What I just want to say here is that Morrowind warriors had high strength because it helped with damage, high agility because it provided both dodge bonus and chance to hit bonus, and obviously endurance for the health. How is that in any way "out-of-character"? How is it more out of character than Skyrim wizards and Skyrim having almost the same physical capabilities and thieves having +100 carrying capacity from Extra Pockets perk? Yes, +100. That's 20 levels worth of stamina boosts in one go. It's so crazy my non-thief characters get it, just because they can.
Skyrim mages really only need magicka and health, and since magicka regen is bunk and -100% spell cost is possible, the only thing they really need is health. This means 1:1 is a perfectly reasonable health to magicka ration and a power gamer would go all health. Which is far more health than what a warrior has.

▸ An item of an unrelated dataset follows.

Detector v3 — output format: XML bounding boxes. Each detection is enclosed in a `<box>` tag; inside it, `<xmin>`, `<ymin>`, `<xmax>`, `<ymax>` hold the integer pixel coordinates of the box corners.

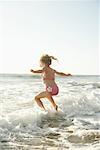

How come you think that's reasonable, plausible, realistic, sensible, or conductive to any level of role-play or immersion? And mind you, we're a month after release and at patch 1.3 already. If this wasn't how gamesas wanted things to be then why haven't they fixed it? Why did they release the game this way?
What you're suggesting is that to you, it makes more sense that actual character strength has nothing to do with melee damage, while some impossible to explain perk has everything to do with melee damage. I'm trying to wrap my brain around that but I simply can't. To me it's just not very immersive that strength-based actions are no longer based on strength but rather on some perk that you either have or don't have.
Another thing is that when you or other people talk about specialization, I really don't get what you mean. What specialization? You can make a sword'n board warrior with maxed archery, maxed illusion, maxed smithing, solid alchemy, all the enchanting you need, and capped armor and magic resistance. You actually only need 79 perks for that, less if you abuse reduced illusion spell cost enchantments, and less still if you stick with Elven armor and don't waste perks in adv. armors, glass, and dragon.
Would you call said character specialized in anything in particular? No, the build doesn't quite take every perk in any skill but then why would you ever do that? Doing so would be throwing away perks, which is like not power-gaming in former TES games. That is to say, if you're suggesting I should waste perks to RP then you're also admitting implicitly that you could RP just as well in previous games.